“I think you’re going overboard with this protection business.”
“Maybe, maybe not. Today the mayor got me to run a tag number; he said he’d seen the car parked in the fire lane at Dr. Bennett’s office. Guess whose tag it was?”
“Whose?”
“Yours.”
“Mine!” she said indignantly. “I’ve never parked in a fire lane in my life!”
He hid a grin as he set Midas down. “I didn’t think so. Do you have any idea why the mayor would want me to run your tag number?”
Slowly she shook her head.
“If he had seen your car, he’d have known it was you, so obviously someone else got him to do it. That has me a little worried. The good thing is, you’ve moved, so your address isn’t the same as what’s on your registration.”
She gasped. “My goodness, I totally forgot about that! I’ll go to the courthouse and change—”
“No, you will not,” he said sternly. “Not until I find out what’s going on.”
“Why don’t you just ask Temple?”
“Because I feel uneasy about the whole thing. Until I’m satisfied nothing suspicious is going on, I don’t want you to give out your new address to anyone. Tell your family to keep it quiet, too.”
“But if anyone wants to know where I live, all he has to do is follow me home from work—”
“After today, I’ll handle that. I’ll drive you home, and I guarantee no one will be able to tail us.”
She stared up at him, at the hard cast of his expression, and realized he was deadly serious. For the first time, a frisson of alarm skittered up her spine. Jack was worried, and that worried her.
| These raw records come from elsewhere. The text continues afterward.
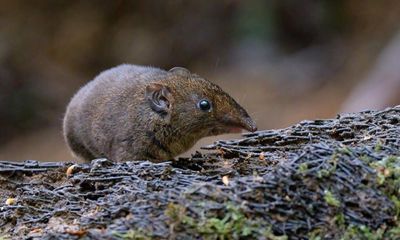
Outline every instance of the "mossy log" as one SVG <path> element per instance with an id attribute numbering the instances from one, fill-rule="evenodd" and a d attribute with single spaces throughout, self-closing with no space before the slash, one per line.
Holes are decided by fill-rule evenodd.
<path id="1" fill-rule="evenodd" d="M 399 239 L 400 106 L 165 163 L 0 162 L 0 239 Z"/>

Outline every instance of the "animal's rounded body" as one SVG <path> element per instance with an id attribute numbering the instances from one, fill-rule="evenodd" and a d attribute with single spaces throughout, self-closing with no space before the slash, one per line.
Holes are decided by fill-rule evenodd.
<path id="1" fill-rule="evenodd" d="M 217 85 L 184 68 L 120 65 L 71 99 L 64 137 L 84 160 L 170 160 L 202 137 L 256 129 Z"/>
Midas scampered into the kitchen, and she heard the splat as he landed in his water bowl. “Get the puppy and take him out in the backyard while I mop up the water,” she said, sighing. “Then we’ll go to bed.”
“With him?”
“He’s a baby. You don’t want him to cry all night, do you?”
“Better him than me,” Jack muttered, but he obediently took Midas outside and was back in five minutes with a sleepy puppy in his arms.
“I suppose he sleeps in the middle,” he said, grumbling.
Daisy sighed. “At this point, I’ll let him sleep wherever he wants. And we have to take him out every two hours.”
“Do what?” he said in disbelief.
“I told you, he’s a baby. Babies can’t hold it.”
“I can tell this is going to be a great night.”